和池樊川對話是一件很費心神的事,他話里有真有假,時而冷酷時而溫情,又隨時在父親的和藹與商人的市儈間轉換。
池竹西還沒和這樣的人打過交道。
【你是故意的。】那個聲音不贊同說,【夏實警告過你,不要當靶子,也不要和他交易,但你還是直接站出來和他對峙。】
「和池樊川兜圈子沒用,只要我不提,他會一直在親情關係上打轉。

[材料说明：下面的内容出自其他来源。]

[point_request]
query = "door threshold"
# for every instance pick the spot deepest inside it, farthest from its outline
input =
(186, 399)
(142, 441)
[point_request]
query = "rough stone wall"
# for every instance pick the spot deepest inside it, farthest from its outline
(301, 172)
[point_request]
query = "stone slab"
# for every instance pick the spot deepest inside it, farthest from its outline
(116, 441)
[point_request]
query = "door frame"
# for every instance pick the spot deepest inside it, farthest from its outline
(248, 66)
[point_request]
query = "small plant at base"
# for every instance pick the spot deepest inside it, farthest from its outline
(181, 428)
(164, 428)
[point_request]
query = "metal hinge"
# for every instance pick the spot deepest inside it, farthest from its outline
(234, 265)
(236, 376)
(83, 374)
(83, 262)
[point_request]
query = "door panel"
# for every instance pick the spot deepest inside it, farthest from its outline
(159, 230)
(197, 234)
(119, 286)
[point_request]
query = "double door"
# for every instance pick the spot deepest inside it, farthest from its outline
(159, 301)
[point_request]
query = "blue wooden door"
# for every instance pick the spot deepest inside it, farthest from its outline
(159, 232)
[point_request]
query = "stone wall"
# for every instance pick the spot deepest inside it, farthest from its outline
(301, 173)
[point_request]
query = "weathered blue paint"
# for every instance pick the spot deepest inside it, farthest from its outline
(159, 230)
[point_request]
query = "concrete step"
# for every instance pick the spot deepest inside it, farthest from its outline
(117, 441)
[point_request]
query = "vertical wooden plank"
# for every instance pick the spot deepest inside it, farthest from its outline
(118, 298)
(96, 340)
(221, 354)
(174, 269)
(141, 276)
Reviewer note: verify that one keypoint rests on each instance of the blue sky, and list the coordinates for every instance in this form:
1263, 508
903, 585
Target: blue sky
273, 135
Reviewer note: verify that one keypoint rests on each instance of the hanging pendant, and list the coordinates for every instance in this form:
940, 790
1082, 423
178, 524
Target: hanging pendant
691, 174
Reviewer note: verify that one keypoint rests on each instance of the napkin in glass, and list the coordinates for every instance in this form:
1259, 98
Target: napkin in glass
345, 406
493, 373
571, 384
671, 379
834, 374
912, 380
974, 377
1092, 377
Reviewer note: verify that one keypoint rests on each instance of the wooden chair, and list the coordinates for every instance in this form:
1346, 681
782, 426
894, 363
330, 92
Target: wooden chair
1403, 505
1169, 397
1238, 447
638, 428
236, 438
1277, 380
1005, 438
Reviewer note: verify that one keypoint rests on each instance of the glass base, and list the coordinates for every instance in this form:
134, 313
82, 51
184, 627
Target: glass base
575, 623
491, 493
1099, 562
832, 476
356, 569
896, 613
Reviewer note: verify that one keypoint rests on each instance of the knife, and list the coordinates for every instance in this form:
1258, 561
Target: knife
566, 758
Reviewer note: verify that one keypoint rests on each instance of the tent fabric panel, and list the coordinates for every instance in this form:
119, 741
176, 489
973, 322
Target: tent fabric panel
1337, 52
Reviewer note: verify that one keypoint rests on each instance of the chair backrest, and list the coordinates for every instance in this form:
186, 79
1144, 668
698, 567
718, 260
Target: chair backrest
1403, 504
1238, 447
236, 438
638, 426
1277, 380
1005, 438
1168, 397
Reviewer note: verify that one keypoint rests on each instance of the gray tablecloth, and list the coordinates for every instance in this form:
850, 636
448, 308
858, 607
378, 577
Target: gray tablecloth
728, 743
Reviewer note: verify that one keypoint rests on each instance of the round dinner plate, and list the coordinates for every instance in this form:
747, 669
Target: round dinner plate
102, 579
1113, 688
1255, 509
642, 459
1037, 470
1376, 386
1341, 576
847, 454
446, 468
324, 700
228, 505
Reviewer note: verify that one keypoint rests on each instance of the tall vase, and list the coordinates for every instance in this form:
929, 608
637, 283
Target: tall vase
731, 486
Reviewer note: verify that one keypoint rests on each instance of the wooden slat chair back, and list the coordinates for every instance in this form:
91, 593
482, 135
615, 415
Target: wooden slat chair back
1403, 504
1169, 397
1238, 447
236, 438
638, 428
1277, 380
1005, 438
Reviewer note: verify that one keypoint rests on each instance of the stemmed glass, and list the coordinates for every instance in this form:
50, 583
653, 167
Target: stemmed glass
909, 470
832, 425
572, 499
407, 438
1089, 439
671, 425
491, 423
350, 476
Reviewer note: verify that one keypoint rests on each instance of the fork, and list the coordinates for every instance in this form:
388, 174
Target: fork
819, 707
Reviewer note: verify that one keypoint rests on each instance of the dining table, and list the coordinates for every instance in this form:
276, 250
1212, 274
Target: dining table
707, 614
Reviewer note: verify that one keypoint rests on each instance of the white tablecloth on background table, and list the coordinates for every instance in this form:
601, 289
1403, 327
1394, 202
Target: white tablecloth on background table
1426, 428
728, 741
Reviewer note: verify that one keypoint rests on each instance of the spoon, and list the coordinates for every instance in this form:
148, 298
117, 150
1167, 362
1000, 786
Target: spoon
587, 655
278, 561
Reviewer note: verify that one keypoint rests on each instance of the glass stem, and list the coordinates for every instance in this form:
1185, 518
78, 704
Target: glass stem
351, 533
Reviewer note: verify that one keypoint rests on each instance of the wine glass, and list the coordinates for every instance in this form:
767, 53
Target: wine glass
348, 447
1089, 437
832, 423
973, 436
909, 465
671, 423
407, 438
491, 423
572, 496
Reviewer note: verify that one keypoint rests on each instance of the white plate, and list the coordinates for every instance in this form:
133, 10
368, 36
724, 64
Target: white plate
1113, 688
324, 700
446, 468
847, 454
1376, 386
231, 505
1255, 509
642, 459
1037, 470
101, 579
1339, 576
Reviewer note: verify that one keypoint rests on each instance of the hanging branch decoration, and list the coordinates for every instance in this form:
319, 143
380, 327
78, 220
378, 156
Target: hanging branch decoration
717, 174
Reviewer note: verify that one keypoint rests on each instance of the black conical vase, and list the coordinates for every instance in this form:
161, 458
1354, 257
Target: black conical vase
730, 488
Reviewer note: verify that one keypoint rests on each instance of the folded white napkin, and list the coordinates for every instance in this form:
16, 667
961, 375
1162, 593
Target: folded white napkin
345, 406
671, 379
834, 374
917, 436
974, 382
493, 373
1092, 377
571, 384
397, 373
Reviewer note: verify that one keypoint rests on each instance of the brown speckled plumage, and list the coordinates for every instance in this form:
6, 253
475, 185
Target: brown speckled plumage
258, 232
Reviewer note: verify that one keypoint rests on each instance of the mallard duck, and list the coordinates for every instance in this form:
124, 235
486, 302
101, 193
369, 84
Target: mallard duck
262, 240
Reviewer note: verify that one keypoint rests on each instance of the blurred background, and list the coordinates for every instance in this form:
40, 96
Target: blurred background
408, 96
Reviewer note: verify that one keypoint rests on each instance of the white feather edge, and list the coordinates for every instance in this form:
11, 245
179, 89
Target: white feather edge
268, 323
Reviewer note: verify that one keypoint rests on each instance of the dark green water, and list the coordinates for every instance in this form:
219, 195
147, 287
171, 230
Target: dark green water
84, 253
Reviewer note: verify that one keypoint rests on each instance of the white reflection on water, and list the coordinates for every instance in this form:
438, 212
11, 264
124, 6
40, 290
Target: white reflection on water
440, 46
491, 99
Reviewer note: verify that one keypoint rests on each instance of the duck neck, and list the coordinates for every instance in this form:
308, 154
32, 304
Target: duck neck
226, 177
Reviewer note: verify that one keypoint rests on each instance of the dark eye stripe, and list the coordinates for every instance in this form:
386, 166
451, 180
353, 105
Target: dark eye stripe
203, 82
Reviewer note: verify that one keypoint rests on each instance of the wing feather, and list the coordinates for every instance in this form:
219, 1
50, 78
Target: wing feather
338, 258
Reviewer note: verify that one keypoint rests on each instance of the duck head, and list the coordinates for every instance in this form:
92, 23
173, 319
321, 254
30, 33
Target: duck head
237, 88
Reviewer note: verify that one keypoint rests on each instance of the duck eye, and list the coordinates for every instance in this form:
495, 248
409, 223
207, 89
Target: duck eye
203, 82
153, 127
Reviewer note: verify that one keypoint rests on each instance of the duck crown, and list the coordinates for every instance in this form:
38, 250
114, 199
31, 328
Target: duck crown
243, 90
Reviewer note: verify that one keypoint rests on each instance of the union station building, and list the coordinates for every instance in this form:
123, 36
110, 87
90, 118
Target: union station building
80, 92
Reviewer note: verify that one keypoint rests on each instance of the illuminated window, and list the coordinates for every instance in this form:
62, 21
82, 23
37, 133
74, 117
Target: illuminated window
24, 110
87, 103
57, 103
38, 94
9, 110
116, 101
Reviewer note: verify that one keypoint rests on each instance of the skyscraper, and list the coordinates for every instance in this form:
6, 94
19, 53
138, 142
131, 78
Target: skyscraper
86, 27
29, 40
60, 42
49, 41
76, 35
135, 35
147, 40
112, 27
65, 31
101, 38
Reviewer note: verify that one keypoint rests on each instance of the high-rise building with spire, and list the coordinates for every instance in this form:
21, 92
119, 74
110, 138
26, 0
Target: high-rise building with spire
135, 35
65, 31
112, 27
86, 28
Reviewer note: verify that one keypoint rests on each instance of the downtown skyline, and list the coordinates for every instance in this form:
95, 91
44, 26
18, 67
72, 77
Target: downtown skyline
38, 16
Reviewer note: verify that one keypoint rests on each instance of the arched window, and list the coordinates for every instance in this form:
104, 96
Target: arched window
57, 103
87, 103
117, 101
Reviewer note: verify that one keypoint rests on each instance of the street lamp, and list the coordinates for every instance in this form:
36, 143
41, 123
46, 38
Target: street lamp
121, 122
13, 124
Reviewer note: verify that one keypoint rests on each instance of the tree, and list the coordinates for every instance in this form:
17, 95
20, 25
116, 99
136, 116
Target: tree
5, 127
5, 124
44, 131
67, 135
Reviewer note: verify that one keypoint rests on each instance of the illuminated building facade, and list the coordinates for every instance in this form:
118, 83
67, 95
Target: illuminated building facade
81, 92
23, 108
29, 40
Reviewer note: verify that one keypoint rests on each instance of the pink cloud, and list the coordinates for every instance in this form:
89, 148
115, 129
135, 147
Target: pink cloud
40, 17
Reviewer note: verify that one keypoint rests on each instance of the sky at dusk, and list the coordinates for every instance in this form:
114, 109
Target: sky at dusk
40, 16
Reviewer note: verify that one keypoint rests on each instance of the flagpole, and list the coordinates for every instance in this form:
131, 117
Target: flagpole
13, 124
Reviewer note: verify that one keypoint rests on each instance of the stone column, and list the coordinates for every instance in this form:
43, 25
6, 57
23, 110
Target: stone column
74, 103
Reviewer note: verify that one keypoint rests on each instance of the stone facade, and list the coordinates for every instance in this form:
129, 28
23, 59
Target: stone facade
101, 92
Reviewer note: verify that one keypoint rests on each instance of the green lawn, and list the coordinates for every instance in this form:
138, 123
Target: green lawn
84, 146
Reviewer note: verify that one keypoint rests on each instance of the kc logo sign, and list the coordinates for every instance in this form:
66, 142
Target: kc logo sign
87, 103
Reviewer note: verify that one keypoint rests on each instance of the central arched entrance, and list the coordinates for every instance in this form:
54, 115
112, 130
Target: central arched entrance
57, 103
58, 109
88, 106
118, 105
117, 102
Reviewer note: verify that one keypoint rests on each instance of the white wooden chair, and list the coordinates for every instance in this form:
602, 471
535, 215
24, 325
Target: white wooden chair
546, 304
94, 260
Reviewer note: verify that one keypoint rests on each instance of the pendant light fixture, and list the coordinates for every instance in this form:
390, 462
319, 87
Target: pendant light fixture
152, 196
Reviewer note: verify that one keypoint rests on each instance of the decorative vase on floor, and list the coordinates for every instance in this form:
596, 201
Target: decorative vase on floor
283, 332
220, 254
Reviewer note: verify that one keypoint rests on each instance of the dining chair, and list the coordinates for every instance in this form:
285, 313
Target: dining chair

池淮左說他是個控制欲很強的男人,那代表著極度的傲慢,如果不挑釁他的神經,他永遠不會正眼看我。」
池竹西把手機放回口袋,室外的溫度只有個位數,露在外的手指沒一會兒就凍得發僵。
他對著雙手呼了口氣,回憶著池樊川的那些話。
男人對池淮左的死毫不在意,有底氣放話這件事和他絕無干係,甚至將協助調查當作籌碼和他談判。
是覺得他絕對查不出來什麼,還是有其他原因?
池竹西靠著槐樹靜靜思考著,突然整個人往後一倒,是被誰拽住了後領,巨大的力道將領口繃直,前領卡住咽喉,根本無法呼吸。
變故來得突然,池竹西來不及有多的思慮。
身後是一片綠化,連燈都很少,也不知道有沒有監控,他下意識伸手去找能抓的東西,指甲扣掉樹皮也沒能阻止背後的力道。
轉瞬間,池竹西仰著被拖入草坪,掙扎中在草地上留下一道明顯的痕跡。
他聽見一個陌生的聲音低罵了一聲,接著後領被稍微鬆開,還沒等他大口呼吸,一隻胳膊勒住他的脖子,同時,一隻戴著黑皮手套的手死死捂住他的口鼻。
池竹西被迫仰著頭,反手抓住那隻手套,但力氣根本無法撼動鐵鉗般的挾制,時間一久,缺氧讓他大腦一片空白,渾身上下麻痹一片,很快就使不上力。
【聽……有……】
【你……】
他在說什麼?
【狗的叫聲……就在……】
【不是……是真的……】
狗的叫聲?
聽到那聲被寬敞環境拉長的狗叫聲只是一瞬間,又像被拉長至整個世紀。
池竹西感覺不到任何東西,就在下一秒,或許是最後一秒,脖子上的力道突然一松,捂著口鼻的手也離開他的面部。